Corporate Fees Crushing Youth Theater Groups
There is a completely ridiculous phenomenon caused by greed that is affecting children and teens in our area and around the world. I am talking about the obscenely high prices that royalty companies are charging non-profit youth theater organizations and high schools around the world. Producers must literally pay thousands of dollars just for the intellectual property of a show. These high fees might be slightly more reasonable if shows ran for more than two weekends.

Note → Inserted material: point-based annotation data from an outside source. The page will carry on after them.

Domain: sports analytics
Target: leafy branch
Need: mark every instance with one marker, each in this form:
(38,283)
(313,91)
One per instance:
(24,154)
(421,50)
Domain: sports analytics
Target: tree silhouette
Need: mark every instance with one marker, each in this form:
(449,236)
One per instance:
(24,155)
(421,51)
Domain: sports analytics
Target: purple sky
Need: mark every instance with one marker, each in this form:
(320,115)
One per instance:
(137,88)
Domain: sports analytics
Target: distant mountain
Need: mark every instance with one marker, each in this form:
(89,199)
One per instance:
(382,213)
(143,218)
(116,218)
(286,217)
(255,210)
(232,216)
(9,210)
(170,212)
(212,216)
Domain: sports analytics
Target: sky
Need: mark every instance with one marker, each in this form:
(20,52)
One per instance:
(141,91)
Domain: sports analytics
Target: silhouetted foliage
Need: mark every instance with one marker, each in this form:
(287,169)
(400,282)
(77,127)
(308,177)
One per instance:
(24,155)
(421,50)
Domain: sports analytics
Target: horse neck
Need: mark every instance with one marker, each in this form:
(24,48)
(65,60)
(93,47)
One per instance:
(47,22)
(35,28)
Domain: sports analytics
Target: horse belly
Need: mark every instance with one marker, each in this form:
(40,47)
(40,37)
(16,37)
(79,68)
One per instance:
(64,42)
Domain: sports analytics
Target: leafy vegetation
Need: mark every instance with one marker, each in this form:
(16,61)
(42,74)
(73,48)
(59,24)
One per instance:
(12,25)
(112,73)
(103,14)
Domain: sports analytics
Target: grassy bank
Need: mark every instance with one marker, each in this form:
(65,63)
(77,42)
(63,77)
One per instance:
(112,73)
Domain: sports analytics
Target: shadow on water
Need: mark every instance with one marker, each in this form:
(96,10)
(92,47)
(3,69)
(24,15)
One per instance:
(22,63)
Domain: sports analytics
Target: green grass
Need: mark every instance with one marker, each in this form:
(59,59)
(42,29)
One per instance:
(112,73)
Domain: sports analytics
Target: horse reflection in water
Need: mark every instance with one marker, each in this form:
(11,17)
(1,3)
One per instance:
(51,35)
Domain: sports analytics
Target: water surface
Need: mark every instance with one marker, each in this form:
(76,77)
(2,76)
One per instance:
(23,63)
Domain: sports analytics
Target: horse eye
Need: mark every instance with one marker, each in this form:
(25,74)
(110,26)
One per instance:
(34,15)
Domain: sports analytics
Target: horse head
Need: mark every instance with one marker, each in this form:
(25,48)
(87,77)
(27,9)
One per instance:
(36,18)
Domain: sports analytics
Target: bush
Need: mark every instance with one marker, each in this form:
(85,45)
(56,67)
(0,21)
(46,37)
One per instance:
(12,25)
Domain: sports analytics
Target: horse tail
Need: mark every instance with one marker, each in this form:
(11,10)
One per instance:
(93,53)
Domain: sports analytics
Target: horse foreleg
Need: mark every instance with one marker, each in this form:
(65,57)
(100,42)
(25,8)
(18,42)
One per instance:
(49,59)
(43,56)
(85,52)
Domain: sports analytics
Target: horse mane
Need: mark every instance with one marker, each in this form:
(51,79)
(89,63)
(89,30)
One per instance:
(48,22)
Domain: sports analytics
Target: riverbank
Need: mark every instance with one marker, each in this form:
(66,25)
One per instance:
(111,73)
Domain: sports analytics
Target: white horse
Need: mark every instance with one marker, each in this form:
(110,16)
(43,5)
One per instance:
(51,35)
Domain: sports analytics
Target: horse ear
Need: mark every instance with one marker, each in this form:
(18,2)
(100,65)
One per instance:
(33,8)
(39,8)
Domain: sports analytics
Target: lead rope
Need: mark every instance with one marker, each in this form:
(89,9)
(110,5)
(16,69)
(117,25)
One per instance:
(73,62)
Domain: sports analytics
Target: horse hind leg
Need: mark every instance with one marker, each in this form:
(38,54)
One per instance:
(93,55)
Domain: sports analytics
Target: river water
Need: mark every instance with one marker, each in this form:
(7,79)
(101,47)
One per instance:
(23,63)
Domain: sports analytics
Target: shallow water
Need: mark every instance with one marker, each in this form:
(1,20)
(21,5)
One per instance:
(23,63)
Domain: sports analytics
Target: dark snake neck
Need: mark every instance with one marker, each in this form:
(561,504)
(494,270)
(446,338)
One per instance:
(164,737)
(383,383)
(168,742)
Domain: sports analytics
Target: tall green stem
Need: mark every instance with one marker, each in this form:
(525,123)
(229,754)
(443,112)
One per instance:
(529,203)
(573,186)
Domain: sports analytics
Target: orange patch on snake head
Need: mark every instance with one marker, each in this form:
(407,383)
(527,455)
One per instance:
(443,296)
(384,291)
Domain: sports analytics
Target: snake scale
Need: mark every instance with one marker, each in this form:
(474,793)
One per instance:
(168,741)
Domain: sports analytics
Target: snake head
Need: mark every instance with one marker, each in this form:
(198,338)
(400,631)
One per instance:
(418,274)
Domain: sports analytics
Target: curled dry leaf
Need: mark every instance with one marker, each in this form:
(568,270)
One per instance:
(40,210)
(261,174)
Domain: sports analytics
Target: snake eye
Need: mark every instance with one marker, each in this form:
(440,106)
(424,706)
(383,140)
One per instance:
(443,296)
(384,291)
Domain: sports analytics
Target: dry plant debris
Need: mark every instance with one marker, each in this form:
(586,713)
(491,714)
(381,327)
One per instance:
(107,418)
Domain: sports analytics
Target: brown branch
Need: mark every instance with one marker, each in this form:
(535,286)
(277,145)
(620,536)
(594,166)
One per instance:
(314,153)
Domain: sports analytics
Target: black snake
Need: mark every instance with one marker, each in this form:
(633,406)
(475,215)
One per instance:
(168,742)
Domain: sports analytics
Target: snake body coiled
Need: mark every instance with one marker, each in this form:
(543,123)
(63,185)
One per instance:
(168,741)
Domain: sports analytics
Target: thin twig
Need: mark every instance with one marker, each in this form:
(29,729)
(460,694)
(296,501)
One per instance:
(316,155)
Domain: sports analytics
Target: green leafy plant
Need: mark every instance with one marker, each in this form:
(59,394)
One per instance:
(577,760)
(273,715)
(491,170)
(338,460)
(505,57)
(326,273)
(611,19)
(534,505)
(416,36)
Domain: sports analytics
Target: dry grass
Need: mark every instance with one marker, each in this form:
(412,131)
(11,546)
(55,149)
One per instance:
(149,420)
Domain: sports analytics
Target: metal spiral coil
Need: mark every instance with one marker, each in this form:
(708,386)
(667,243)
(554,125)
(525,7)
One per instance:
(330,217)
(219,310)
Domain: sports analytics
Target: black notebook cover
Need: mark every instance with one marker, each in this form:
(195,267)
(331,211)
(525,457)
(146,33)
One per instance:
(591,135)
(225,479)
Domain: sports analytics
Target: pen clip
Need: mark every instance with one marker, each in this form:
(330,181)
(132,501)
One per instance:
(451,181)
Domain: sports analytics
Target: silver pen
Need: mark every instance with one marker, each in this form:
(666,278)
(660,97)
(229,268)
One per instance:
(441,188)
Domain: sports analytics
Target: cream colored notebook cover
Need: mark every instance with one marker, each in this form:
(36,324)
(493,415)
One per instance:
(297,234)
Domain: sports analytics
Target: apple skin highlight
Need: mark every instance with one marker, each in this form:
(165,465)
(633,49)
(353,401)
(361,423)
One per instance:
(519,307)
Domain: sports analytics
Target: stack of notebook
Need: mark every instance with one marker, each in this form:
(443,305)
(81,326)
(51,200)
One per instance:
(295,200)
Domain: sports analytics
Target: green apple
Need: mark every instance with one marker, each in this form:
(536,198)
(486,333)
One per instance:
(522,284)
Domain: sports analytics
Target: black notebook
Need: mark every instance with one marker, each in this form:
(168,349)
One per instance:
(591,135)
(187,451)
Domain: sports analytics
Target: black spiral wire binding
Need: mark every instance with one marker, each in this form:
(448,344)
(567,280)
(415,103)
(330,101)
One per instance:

There is no way to avoid paying too much for royalties, but there are some pretty degrading ways to help pay for them. Youth Musical Theater Company (YMTC) puts on professionally developed shows throughout the season. The tragic element to this is the fact that the more popular and recent a show is, the more expensive the rights are. This makes it impossible for youth community theater to do recent hits like Wicked, and Rent, and makes it extremely difficult to put on classics like Fiddler on the Roof, and Les Miserables. For YMTC, ticket sales and tuition does not nearly cover producing a show; they must beg for money however they can. They have nearly as many benefits year round as they do shows, after every show they have embarrassing curtain speeches asking for money, which are painful to sit through.
The lowest YMTC has ever sunk, however, was after opening night for Fiddler, when they told me to go in the lobby and literally beg for money, because I played the beggar in the show. It was one of the most embarrassing and infuriating experiences of my life. I’m not blaming YMTC entirely for that ordeal, and they did not do it again, but I am blaming Musical Theater International (MTI) for making them feel that they had to resort to such absurdities.
Stage Door Conservatory (SDC) is a youth theater camp that faces the same dilemma as YMTC. Tuition and ticket sales are about the same for the two but SDC doesn’t beg for money nearly as much as YMTC. What they do differently is put on significantly worse and more outdated shows, such as 42nd Street and Anything Goes.
For a while, those were the only legal ways to dilute the cost of the rights to a show. But recently, an alternative has emerged and will hopefully start a new trend that gives MTI the big heave-hoe completely. I am, of course, talking about original shows. This spring BHS had its first-ever student-written play, Double Digits. Digits was wildly successful, and BHS didn’t have to pay a cent for the script. It seems the trend has already caught on - YMTC’s summer show will be Mothers of Ludlow, an original piece.
I can only shake my head and fist at the terrible greed of companies who charge such exorbitant fees of nonprofit youth programs, and hope that youth theater organizations will choose to produce more original shows in the future.